「おまえは本当にあんなことをするのか」
氷河が一度 為すべきことを為してから瞬に尋ねたのは、その方が冷静になれると――もちろん氷河自身が、である――思ったからだった。
事の前にそんなことを尋ねてしまったら、瞬の答えによっては自分は瞬に乱暴を働いてしまいかねない。
氷河はそれを回避しようとしたのである。
優しくされることにも乱暴に扱われることにも瞬は慣れていて、恋人の気まぐれを瞬はその都度巧みに受け入れてのけることを、無論 氷河は承知していたのだが。

「あれは机上の空論でしょ。ただのシミュレーション。コンピュータの考えることなんて信じないって、氷河も言ってたじゃない」
氷河に問われることを見越していたように、瞬の声は緊張感も深刻さも帯びていなかった。
早鐘を打つ心臓を静めるために仰向けていた身体を氷河の方に向け、瞬がその額を氷河の腕に押しつけてくる。

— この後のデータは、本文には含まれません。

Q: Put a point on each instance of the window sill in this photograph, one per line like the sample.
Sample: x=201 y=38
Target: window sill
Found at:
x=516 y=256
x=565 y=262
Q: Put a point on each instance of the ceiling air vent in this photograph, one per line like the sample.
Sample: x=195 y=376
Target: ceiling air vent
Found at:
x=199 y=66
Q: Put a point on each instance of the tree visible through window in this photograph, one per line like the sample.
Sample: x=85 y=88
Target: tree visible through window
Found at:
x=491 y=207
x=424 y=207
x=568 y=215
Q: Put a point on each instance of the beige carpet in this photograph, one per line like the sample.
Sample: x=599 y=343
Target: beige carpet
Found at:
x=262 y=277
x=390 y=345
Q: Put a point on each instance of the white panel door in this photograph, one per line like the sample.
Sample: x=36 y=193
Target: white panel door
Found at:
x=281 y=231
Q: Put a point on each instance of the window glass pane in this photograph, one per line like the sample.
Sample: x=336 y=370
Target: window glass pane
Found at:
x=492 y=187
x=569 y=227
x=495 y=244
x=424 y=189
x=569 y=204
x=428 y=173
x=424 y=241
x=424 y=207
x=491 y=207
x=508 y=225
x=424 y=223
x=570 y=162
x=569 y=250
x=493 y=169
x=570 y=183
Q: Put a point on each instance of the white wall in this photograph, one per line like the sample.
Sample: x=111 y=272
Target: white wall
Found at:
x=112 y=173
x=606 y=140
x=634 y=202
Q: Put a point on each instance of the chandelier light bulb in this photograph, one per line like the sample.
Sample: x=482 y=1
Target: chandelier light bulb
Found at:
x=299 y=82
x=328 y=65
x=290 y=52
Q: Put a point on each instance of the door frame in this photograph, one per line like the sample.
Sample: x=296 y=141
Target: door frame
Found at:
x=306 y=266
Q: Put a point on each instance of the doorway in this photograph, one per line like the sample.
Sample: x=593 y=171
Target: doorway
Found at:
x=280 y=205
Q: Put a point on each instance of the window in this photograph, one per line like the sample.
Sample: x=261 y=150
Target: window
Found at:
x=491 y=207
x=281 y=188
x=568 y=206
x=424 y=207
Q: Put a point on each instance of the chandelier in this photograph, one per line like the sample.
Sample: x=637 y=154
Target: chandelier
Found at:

「そうだ……が、おまえは本当にああいうことをやりかねないから」
「大丈夫だよ。僕はあんなことするほど氷河を愛してないから」
「瞬……」
「って言ってほしい?」

何もかも見透かしているような瞬の応答に、氷河は返す言葉を見付けだせなかった――おそらくは瞬の意図通りに。
たとえ残される者の中に憎しみの感情を生ませないためとはいえ、瞬に自分で自分の命を絶つようなことはしてほしくない。
だが死ぬほど愛されていたいという気持ちも皆無というわけではない。

自分の内の矛盾を突かれ、氷河はそれ以上その話を続けることができなくなった。
こんなふうな不意打ちで瞬にやりこめられてしまうことを、氷河はこれまでにも幾度か経験していた。
同じように、死の時にも、自分は瞬に沈黙を強いられてしまうのかもしれない――そう思えてしまうことが、氷河にはたまらなかったのである。

瞬は無論、激しやすい恋人の心を静めるために、対峙する相手のことを考えて、そうするのだ。
うぬぼれているとそしられることを覚悟して言うなら、『愛ゆえに』。
“愛”を量る客観的なはかりは“命”と“時間”しかないという。
瞬はこれまでにも、愛するもののために――それは氷河であったり、地上に住む人間たちであったりしたが――いとも簡単にその両方を捧げることをした。
瞬はそれができる人間だった。

自己犠牲による自己達成。
瞬がそれを善しとする人間だということを知っているからこそ、だからこそ一層、氷河は瞬に生きていてほしかった。――が。
瞬を、大切なものを守る際に自分の命を惜しむような人間に変えることが困難であることも、自分が好きになった瞬がそういう人間であることも、氷河は知っていた――残念なことに。

瞬が今は生きていることを確かめるために、氷河は瞬の身体をもう一度 自分の下に敷き込んだ。
他に、彼にできることはなかったので。